Biological traits investigation

We measured the agronomic traits of the wild type and mutant. During the full blossom stage, each of the 10 plants from the JQA and JQB lines was selected for the investigation of leaf morphological traits. To determine the mean length and width of a leaf, the largest one on each plant was picked and their two linear dimensions were measured using a Vernier caliper with an accuracy of 0.1 mm (Canon Instruments, Japan).

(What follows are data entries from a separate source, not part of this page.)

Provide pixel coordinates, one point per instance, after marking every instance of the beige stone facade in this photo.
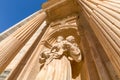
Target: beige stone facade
(95, 24)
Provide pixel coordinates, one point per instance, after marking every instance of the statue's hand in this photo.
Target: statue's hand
(42, 60)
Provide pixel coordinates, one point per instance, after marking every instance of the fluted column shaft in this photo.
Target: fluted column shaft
(12, 44)
(104, 18)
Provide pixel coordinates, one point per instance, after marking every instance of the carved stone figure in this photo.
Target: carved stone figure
(57, 60)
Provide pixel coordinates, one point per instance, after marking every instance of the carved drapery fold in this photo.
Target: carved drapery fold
(12, 44)
(104, 18)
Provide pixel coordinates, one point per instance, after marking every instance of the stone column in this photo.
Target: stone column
(104, 18)
(13, 43)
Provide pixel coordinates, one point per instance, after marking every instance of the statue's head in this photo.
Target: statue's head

The yield of fresh leaves was estimated by weighting all leaves collected from three independent plots (each with 66.7 m2) when the first capsule is mature.

Statistical analysis

All samples were analytically tested with three biological replications. The values of different parameters were expressed as the mean ± standard deviation. Comparison of means was performed by one-way analysis of variance (ANOVA) followed by Wilcoxon’s multiple comparison tests. Statistical significance was set at the 5% and 1% levels of probability using IBM SPSS Statistics V19 software (IBM, Armonk, New York, USA).

Ethical approval

This article does not contain any studies with human participants or animals performed by any of the authors.

Results and discussion

Crude oil content and fatty acid compositions

The crude oil content in the seeds of sesame produced in China is about 52–62%3; however, the content in the leaves has not yet been determined. Our results showed that the crude oil in the leaves of the wrinkled-leaf mutant JQA and its wild-type JQB was 5.3% and 6.4% on average, respectively (Table 1). This result suggests that sesame leaf is a good source of oil that can be exploited in the future. The content in the mutant JQA was significantly lower (by 1.1%) than that in the wild type (P < 0.05), but as a result, the wrinkled leaves tasted better when cooked due to their lower crude oil content (Supplementary Fig. 2).

Table 1.

Crude oil content and fatty acid compositions in sesame leaves.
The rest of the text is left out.